Punitive damages, which are intended to punish the accused, are almost always taxable. The decisive factor is whether your agreement involves personal injury in which there is “observable bodily harm.” If your settlement was for a personal injury lawsuit where your injuries could be visible, your settlement may not be considered income and you will not have to include this agreement when filing your income tax forms. Most settlements are for various types of damages, such as loss of income, emotional distress, medical expenses, and other costs. It's wise to set aside part of your agreement to cover the tax bill.

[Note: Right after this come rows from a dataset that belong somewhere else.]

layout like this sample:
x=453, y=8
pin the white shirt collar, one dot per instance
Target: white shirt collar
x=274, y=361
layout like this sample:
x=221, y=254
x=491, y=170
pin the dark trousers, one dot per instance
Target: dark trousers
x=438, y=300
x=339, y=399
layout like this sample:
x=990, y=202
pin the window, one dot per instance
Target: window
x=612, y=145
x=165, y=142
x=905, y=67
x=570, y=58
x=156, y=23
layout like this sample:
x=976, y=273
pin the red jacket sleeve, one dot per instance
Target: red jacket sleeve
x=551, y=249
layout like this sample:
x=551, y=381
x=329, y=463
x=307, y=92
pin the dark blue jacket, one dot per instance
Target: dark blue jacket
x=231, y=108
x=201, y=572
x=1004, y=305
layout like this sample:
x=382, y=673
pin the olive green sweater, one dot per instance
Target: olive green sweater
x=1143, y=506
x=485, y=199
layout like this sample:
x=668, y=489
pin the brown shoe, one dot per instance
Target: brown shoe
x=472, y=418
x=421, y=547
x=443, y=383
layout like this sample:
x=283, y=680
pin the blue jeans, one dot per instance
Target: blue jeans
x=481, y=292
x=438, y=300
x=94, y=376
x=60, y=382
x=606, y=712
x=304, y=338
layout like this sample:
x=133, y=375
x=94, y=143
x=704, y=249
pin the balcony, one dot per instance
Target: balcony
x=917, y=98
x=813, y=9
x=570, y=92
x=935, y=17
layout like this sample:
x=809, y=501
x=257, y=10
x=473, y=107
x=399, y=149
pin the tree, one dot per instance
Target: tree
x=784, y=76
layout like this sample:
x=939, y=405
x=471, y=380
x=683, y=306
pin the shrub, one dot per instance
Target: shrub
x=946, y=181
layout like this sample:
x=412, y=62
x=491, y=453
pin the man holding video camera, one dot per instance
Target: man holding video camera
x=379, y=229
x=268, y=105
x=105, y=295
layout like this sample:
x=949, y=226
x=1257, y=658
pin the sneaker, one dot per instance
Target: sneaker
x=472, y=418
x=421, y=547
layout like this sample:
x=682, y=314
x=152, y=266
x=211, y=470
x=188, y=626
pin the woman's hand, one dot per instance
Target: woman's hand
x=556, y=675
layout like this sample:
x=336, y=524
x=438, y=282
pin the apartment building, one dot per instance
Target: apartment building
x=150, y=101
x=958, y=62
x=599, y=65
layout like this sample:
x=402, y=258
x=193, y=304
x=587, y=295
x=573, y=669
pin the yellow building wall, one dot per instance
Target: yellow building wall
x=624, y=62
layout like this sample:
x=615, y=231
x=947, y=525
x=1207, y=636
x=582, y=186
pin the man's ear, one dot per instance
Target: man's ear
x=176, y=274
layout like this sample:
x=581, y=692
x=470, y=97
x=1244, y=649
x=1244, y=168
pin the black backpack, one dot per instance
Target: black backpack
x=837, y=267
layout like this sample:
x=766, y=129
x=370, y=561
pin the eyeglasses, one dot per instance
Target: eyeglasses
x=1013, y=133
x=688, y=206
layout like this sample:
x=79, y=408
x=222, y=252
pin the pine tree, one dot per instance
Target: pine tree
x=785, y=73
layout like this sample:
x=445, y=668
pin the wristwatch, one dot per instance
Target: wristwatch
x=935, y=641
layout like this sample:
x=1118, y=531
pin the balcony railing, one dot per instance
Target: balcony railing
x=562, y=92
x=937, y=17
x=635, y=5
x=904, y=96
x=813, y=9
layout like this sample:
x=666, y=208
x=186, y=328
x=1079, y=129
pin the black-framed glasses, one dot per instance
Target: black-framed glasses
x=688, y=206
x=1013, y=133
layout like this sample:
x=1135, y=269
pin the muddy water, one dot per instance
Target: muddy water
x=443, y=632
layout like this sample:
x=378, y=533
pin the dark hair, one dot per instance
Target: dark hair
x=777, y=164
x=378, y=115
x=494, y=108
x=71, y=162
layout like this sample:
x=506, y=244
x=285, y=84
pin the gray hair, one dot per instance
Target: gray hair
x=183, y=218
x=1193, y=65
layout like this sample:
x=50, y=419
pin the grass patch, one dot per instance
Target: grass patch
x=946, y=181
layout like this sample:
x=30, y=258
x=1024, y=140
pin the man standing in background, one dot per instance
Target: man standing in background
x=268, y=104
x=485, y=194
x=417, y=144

If you have received or expect to receive a large settlement, it is important to understand the financial impact following receipt of settlement funds. Winnings from a personal injury settlement are often not taxed at all, but there are some exceptions. If you have sued for damage to your home or commercial factory, you may be able to classify the settlement as capital gains. In the fiscal year you receive your settlement, it might be a good idea to hire a tax accountant, even if you normally do your taxes yourself online.
If you plan to issue one, negotiate 1099 revenues to be a lower number than your actual settlement amount. Defendants who issue a settlement payment or insurance companies that issue a settlement payment must issue a Form 1099, unless the settlement qualifies for one of the tax exceptions.